Chief Justice of Andhra Pradesh High Court
- In office 1979–1980
- Preceded by: Avula Sambasiva Rao
- Succeeded by: Alladi Kuppu Swami

Personal details
- Born: 4 July 1918 Anantapur district, Andhra Pradesh
- Died: 2001

= Challa Kondaiah =

Challa Kondaiah (Telugu: చల్లా కొండయ్య) (1918–2001) was an Indian judge who served as Chief Justice of Andhra Pradesh High Court.

He was born on 4 July 1918 at Challavaripalle in Anantapur district to Challa Venkata Kondaiah and Laxmamma. He graduated from Government Arts College in Anantapur and received his Bachelor of Law from Madras Law College. He did Civil, Criminal and Taxation work in Madras High Court, High Court of Andhra at Guntur and High Court of Andhra Pradesh, Hyderabad. He was appointed Standing Counsel for Income Tax Department in 1958. He was appointed as a permanent judge on 21 August 1967. He was transferred to Madhya Pradesh High Court on 24 June 1976. He was judge of Andhra Pradesh High Court again from 27 October 1977. He was Chief Justice of Andhra Pradesh from 16 March 1979 till 3 July 1980.

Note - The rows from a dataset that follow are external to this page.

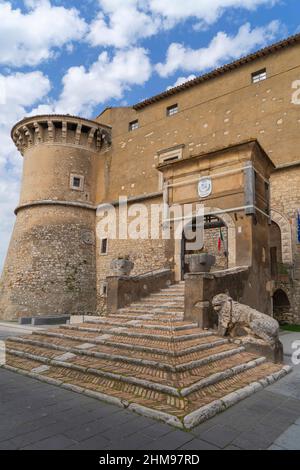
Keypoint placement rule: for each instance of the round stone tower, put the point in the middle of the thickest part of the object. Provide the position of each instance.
(50, 266)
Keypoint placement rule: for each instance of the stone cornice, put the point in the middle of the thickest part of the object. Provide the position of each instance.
(60, 130)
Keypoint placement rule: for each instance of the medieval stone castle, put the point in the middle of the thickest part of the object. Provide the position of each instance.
(56, 264)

Government of Andhra Pradesh appointed Justice Challa Kondaiah Commission in 1987. Based on its recommendations, the government has made an Endowment Act to end the Hereditary rights of Archakas in the Temples of Andhra Pradesh.

He was chairman of Tirumala Tirupati Devasthanams and initiated the Nitya Annadana Scheme, a food service to the devotees.

A spacious auditorium for Anantapur Bar Association for their cultural, social and recreational activities with a seating capacity of 1,000 was constructed in 2005. It was named as Justice Challa Kondaiah Auditorium. A statue of Challa Kondaiah was also installed in the premises.

==Notes==
- Luminaries of 20th Century, Potti Sreeramulu Telugu University, Hyderabad, 2005.